Posted in Disability
More and more professional apartment management companies receive requests for service or companion animals.  When you receive such a request, management must respond to it.  Here are a few thoughts to keep in mind:
 
Both the Americans with Disabilities Act (ADA) and the Fair Housing Act (FHA) apply in situations involving a disabled resident’s request for a service animal.  Management simply needs some formal notice to acknowledge the animal as a service animal.  While most service animals are dogs, there is no requirement that the animal be a dog.
 
Pet deposits and pet fees should not be charged to residents with service animals.
 
When the resident’s disability is not apparent, the better practice is for management to request a note from a medical/health care professional confirming the need for the service animal.  It is not, however, management‘s place to inquire into the specifics of the claimed disability.  The ADA and the Department of Justice have established two training requirements for an animal to be considered a service animal:  (1) a service animal must be individually trained to perform tasks or work for the benefit of a disabled individual; and (2) a service animal must be trained to behave properly in places of public accommodation.  Management can request information to ensure the animal meets minimum training standards from a recognized school for service animals, including public access training, particularly when there is a concern about the size/breed of the animal.  Also, the animal should wear some type of easily recognized identification symbol (i.e., harness, backpack).
 
The owner of the service animal should:
  • obtain required licensure, health and training verification;
  • provide care, feeding, and supervision of their animal;
  • keep animal on leash at all times.
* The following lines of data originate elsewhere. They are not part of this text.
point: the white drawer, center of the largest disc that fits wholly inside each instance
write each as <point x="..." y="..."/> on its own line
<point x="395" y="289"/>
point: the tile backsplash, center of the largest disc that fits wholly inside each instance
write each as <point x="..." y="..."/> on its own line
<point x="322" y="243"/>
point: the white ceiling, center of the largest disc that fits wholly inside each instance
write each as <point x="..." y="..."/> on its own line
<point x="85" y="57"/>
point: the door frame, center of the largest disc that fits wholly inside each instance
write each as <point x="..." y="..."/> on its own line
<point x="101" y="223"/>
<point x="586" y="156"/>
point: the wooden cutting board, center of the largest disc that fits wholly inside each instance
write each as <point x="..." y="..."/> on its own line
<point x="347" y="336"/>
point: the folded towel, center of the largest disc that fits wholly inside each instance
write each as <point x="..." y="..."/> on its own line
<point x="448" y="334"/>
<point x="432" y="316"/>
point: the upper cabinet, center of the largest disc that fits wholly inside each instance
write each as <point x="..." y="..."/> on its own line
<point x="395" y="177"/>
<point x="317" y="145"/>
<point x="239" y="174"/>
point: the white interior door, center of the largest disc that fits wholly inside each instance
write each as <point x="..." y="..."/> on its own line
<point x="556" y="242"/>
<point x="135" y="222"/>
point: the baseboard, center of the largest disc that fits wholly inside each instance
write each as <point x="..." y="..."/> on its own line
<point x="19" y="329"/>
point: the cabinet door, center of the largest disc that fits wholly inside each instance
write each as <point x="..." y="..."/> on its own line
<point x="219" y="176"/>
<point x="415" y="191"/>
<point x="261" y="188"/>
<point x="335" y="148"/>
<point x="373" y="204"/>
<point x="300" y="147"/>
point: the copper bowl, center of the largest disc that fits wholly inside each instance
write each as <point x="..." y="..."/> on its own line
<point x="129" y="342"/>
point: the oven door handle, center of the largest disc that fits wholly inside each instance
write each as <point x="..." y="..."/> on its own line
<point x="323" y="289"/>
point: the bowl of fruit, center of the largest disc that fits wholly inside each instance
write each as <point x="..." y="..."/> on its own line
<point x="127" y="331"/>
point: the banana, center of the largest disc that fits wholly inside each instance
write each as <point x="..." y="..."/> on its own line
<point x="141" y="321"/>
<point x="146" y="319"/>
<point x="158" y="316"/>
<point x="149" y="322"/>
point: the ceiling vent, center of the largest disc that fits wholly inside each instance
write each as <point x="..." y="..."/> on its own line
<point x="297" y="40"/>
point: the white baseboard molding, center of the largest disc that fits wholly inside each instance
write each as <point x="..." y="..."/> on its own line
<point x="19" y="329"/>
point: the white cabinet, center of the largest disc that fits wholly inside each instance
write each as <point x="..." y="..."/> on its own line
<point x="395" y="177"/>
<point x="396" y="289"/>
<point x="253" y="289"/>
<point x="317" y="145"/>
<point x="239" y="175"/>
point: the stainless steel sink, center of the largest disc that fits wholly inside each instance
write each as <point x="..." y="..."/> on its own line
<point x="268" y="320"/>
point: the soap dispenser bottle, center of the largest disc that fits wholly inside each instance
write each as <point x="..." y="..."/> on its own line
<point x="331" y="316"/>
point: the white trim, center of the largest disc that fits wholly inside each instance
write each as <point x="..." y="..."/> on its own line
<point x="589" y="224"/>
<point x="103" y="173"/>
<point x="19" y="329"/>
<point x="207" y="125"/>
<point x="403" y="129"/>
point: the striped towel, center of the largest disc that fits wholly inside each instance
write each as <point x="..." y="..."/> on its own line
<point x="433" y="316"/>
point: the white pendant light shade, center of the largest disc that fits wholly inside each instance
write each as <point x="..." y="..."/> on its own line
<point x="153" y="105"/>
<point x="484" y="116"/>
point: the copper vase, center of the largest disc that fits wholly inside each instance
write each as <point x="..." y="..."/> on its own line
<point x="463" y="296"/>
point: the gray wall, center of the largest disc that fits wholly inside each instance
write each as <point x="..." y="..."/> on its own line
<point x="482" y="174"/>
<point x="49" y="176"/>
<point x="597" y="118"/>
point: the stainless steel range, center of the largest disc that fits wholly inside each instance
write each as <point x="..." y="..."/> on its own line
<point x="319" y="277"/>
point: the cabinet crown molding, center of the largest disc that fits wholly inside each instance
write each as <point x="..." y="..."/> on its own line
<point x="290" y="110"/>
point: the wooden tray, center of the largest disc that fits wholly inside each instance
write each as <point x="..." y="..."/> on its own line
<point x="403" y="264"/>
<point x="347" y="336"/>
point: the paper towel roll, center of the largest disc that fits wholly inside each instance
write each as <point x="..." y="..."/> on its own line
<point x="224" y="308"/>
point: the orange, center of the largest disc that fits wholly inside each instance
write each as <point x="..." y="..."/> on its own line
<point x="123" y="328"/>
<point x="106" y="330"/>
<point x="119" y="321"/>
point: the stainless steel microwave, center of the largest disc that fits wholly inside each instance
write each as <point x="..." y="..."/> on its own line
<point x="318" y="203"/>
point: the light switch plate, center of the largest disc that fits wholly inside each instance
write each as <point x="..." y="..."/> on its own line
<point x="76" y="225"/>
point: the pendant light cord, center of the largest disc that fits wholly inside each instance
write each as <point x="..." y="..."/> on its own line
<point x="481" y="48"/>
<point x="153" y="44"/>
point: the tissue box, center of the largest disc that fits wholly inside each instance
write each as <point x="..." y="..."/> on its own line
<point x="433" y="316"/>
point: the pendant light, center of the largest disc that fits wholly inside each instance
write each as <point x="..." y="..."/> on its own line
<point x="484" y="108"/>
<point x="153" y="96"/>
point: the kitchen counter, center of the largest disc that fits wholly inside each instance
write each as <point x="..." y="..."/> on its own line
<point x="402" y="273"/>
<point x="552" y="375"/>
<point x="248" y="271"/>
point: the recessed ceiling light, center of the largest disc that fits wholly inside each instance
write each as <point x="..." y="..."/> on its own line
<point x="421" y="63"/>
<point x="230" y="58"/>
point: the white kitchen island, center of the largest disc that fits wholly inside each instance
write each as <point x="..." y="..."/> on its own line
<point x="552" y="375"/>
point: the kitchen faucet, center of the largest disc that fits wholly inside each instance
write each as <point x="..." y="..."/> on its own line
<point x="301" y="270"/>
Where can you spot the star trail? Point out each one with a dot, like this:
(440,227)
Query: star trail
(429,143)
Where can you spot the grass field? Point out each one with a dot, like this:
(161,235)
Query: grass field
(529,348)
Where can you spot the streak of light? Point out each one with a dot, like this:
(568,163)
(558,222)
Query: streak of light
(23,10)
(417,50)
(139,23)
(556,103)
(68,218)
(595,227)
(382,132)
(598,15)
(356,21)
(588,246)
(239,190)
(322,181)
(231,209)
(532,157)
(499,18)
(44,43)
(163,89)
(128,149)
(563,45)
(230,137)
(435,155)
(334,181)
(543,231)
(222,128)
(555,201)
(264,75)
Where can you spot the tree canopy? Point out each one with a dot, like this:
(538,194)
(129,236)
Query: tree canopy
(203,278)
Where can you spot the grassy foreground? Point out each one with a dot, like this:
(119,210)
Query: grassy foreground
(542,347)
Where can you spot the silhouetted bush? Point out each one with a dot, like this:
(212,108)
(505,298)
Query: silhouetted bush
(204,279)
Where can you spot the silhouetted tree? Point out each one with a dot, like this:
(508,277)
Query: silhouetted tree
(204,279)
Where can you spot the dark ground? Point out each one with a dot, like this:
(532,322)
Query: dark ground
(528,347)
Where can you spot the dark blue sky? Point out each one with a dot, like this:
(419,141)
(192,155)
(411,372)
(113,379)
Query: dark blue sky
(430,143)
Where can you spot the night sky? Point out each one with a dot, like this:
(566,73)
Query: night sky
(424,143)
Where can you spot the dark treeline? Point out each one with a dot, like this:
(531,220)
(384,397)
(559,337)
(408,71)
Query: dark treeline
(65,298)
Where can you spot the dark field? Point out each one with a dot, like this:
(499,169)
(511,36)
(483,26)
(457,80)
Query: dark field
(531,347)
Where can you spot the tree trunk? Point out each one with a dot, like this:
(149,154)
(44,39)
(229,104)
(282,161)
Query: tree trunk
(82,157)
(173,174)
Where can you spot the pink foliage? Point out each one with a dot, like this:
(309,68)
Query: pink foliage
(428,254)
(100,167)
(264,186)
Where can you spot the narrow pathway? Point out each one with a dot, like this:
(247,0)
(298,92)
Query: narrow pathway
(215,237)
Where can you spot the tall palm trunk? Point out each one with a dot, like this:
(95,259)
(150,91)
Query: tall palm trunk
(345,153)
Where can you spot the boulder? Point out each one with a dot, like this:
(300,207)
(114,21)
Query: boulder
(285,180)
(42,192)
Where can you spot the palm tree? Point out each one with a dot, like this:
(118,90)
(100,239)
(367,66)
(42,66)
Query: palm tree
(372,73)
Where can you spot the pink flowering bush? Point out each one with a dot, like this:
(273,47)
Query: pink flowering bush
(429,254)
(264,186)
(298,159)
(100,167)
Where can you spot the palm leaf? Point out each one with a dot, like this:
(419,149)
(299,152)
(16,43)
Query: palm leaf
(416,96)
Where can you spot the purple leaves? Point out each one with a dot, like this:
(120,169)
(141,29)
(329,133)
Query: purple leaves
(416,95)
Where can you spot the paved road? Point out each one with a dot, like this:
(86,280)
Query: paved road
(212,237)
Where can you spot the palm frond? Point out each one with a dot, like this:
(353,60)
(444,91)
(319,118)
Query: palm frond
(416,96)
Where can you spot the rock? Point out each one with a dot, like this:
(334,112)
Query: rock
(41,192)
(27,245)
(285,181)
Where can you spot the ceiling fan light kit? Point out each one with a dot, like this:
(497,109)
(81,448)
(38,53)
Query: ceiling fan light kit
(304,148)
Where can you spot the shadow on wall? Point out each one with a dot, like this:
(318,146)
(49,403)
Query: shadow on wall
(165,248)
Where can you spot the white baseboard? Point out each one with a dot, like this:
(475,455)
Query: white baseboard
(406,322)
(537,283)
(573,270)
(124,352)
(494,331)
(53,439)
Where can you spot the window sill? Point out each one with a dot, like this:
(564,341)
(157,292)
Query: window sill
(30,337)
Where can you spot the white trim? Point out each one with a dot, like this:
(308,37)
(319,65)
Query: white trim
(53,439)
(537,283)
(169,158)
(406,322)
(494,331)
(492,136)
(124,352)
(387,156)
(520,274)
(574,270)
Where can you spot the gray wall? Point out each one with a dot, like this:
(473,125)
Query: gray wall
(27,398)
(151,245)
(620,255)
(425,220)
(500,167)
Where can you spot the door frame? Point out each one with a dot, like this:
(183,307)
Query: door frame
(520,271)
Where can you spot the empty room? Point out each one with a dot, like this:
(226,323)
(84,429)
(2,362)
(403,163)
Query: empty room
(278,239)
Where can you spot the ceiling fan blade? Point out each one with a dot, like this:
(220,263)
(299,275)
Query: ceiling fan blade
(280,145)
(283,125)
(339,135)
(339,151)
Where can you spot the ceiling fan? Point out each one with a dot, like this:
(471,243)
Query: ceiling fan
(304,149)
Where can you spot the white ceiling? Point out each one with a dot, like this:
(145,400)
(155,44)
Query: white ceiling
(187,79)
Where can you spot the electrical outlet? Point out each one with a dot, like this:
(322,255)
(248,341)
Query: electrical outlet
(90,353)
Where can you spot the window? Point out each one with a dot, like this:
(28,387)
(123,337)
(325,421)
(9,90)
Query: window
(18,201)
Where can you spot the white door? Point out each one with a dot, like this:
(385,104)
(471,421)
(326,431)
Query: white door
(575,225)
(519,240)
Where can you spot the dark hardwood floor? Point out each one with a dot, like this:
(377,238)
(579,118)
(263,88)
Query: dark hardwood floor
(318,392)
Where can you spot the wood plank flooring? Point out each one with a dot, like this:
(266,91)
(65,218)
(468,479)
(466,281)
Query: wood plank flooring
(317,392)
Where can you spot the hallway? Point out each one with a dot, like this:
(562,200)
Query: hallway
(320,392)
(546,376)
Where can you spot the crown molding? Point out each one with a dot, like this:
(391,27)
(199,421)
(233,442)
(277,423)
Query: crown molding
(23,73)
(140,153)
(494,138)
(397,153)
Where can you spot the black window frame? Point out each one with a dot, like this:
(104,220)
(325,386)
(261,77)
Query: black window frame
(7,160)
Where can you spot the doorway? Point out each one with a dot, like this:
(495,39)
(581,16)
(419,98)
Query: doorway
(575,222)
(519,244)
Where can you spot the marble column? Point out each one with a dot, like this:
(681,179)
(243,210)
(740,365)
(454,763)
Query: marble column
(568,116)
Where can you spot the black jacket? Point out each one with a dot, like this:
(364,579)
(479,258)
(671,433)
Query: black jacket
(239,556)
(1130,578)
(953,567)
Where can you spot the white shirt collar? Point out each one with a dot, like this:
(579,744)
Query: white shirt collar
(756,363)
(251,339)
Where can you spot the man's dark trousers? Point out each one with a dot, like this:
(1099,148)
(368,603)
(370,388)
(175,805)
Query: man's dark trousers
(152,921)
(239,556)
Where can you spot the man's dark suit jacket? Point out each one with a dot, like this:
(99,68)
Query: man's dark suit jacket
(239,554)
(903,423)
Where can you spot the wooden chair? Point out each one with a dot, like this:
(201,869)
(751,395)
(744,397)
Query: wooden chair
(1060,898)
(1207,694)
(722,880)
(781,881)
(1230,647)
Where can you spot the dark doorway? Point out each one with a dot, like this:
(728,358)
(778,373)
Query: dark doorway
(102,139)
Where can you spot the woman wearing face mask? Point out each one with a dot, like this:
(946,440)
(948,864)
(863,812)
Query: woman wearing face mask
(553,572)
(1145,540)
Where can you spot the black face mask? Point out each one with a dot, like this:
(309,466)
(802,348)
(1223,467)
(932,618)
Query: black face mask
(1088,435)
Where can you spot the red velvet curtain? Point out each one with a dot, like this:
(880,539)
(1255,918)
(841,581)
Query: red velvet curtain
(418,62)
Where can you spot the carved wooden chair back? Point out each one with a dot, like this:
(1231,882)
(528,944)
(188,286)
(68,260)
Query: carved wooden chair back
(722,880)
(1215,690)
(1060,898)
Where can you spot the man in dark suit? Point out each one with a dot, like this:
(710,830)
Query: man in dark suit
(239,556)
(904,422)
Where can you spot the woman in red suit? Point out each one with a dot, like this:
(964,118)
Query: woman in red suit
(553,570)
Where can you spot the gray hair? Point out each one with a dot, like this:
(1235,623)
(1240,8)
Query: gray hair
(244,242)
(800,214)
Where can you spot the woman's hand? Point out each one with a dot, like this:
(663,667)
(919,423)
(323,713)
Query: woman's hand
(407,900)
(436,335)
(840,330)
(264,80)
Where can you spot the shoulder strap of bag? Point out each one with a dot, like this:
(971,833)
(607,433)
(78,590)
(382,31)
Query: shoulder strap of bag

The animal should never be permitted to wander around off leash except if the animal is working;
  • maintain control of the animal at all times;
  • assume responsibility for any damages caused by the animal;
  • maintain the good health of the animal;
  • keep the animal well groomed and measures should be taken, at all times to maintain flea and odor control; and
  • clean up animal waste and properly dispose of it.
Again, service animals should be welcomed at residential properties.  Residents and management can easily work together to document the appropriate paperwork.
 
Just A Thought.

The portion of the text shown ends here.